Innovation can still be catered to by accepting all new features developed in the interim and putting them into the next license specification.  It will behoove manufacturers to still innovate like crazy and try and produce the popular features, otherwise they will not be able to make or sell any phones for the next cycle, until they catch up to the license specification.

The only other thing that drives is economy.  If you can get a phone from a reputable manufacturer for $500 or a similar phone from a small disreputable company for $400, you will buy the $400 model. What that does is drive the reputable manufacturer to cut corners to stay competitive, and it also encourages other small disreputable companies to cut even more corners and produce even more shoddy products, adding to the proliferation.

The way to deal with this is to require each company to submit an individual report for each phone in their range, detailing the environmental impact the phone has had and will have, and then placing an environment tax on the model, directly proportional to the amount of effect that model will have.  Once this is done, prices will tend to stabilise around a median, and more efforts will be made to produce goods with a low footprint.

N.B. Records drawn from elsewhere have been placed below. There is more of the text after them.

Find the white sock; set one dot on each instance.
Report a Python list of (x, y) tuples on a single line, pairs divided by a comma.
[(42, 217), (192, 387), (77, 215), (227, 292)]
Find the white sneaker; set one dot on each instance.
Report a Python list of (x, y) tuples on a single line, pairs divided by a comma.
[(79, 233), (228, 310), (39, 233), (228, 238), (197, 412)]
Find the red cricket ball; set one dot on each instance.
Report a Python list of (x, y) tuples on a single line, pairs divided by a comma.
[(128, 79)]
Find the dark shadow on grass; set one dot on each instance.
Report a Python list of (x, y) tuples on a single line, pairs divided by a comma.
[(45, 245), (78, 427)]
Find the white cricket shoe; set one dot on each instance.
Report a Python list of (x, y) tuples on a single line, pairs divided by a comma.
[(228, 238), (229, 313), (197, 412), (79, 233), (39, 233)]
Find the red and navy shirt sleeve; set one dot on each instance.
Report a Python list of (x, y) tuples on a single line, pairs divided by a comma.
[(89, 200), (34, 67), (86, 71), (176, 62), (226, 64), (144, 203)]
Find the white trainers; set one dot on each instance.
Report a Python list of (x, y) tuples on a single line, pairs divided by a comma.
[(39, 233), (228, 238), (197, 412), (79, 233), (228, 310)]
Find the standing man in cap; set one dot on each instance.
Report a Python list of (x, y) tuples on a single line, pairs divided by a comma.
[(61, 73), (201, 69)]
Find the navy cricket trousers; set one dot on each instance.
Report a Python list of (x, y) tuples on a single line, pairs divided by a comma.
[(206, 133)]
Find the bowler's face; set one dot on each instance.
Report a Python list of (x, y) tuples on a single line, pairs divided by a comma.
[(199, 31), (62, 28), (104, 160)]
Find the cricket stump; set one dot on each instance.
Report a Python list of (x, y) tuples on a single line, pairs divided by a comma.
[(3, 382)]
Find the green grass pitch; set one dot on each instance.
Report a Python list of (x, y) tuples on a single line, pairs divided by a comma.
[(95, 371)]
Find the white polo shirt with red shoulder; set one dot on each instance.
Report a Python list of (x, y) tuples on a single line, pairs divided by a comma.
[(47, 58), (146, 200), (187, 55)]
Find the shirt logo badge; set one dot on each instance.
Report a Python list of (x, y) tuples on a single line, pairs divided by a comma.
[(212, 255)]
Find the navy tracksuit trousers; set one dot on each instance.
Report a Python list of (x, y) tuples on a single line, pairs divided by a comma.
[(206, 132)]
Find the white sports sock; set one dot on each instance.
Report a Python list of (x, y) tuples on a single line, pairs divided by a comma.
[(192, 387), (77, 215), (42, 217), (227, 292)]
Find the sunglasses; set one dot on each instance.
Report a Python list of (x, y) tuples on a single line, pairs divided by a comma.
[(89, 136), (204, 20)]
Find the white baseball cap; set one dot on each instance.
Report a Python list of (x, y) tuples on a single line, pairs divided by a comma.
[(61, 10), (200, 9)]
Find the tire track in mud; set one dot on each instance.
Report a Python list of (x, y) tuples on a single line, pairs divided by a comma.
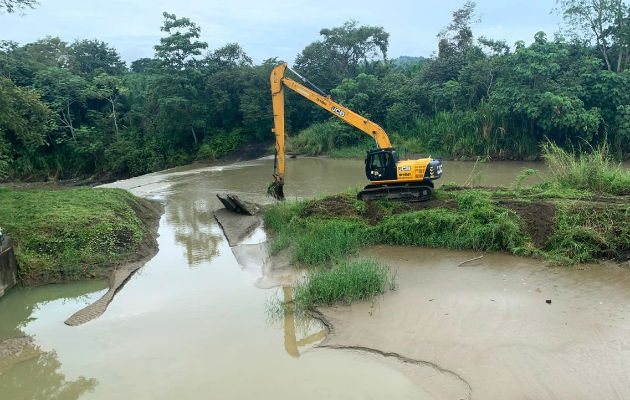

Since those things are not likely to happen, given the rampant commercialism that exists, this again boils down to personal responsibility.  Do you really need the latest and greatest phone in the world?   Honestly?

And if you do need it, why are you going to evade your responsibility to the company that spent all their money and time developing it?  Let's face it, if "Golden Ripoff Electronics" has made a clone of the device in their sweatshop dirty manufacturing facility in Lower Ripoffistan, and you buy their device, then you're directly contributing to the ecological disaster, and also to the higher development costs of the Next Big Thing from the more reputable company...

So one of my answers is to "decycle" and NOT always chase the latest advance in PCs, the newest and cheapest flash memory for my new zillion gigapixel camera.  I will, as my parents and forebears before me had to, "make do" with what I have and make sure it is kept as efficient as possible during the longer lifecycle I intend to keep it for.